Nell’ormai annosa questione relativa all’onere di presentazione dell’istanza di mediazione in caso di opposizione a decreto ingiuntivo (nel momento della discussione sulla revoca o sulla concessione della provvisoria esecuzione), segnaliamo una recentissima sentenza del Tribunale di Firenze che va in senso opposto alla nota Sez. Unite 19596 del 2020.

Le Sezioni Unite avevano stabilito che <<nelle controversie soggette a mediazione obbligatoria ai sensi dell’art. 5, comma 1-bis, del d.lgs. n. 28 del 2010, i cui giudizi vengano introdotti con un decreto ingiuntivo, una volta instaurato il relativo giudizio di opposizione e decise le istanze di concessione o sospensione della provvisoria esecuzione del decreto, l’onere di promuovere la procedura di mediazione è a carico della parte opposta; ne consegue che, ove essa non si attivi, alla pronuncia di improcedibilità di cui al citato comma 1-bis conseguirà la revoca del decreto ingiuntivo>>. In sostanza, al termine di un elaborato ragionamento, poneva a carico dell’opposto, in quanto attore sostanziale, l’onere di depositare l’istanza di mediazione, con l’importante conseguenza che, in caso di mancato assolvimento dell’onere, il procedimento di opposizione veniva dichiarato improcedibile, ma soprattutto il decreto ingiuntivo veniva a decadere.

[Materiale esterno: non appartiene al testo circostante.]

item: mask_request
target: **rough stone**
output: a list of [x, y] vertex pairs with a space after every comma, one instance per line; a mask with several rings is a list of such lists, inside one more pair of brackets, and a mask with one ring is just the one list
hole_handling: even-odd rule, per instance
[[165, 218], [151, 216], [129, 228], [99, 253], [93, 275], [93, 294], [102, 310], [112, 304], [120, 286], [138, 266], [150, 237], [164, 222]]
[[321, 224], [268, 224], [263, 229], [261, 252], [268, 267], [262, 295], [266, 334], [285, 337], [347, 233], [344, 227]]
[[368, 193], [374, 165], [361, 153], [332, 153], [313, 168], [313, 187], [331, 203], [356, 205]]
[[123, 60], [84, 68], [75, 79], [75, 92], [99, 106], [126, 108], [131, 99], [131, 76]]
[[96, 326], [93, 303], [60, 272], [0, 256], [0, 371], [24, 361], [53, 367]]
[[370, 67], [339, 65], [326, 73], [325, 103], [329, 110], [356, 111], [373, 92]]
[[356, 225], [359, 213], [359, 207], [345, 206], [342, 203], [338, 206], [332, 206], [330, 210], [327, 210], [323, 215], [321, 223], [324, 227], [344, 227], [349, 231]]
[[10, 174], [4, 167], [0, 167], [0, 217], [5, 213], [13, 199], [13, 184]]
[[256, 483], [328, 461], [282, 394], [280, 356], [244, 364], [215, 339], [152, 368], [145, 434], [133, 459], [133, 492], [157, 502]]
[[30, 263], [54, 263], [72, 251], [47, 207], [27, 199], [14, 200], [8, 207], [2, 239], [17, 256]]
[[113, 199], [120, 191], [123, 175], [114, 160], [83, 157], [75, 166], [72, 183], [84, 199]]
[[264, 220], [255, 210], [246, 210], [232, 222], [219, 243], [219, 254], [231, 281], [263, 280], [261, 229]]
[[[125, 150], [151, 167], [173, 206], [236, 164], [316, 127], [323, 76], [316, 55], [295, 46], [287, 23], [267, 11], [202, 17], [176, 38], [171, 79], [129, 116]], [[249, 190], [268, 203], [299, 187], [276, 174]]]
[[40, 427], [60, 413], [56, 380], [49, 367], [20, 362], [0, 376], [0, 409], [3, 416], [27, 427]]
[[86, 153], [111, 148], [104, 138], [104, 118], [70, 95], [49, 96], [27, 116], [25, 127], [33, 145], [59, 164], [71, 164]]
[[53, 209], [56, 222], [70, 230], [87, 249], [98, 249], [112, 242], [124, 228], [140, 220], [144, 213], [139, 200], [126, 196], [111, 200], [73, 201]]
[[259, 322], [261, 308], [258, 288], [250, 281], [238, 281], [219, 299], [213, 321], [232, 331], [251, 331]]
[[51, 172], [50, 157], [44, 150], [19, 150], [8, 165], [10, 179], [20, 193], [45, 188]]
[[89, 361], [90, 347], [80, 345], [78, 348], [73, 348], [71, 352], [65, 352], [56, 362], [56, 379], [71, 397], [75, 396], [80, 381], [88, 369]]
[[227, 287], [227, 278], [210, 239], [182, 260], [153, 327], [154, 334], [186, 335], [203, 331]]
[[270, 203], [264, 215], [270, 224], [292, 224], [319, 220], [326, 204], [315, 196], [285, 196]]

Al contrario, la sentenza del 23 marzo 2021 del Tribunale di Firenze (scaricabile qui dopo l’articolo) assegna l’onere di depositare l’istanza di mediazione all’opponente, compiendo il ragionamento contrario, con la conseguenza, molto più grave di quella prevista in caso contrario, della definitiva esecutorietà del d.i. opposto.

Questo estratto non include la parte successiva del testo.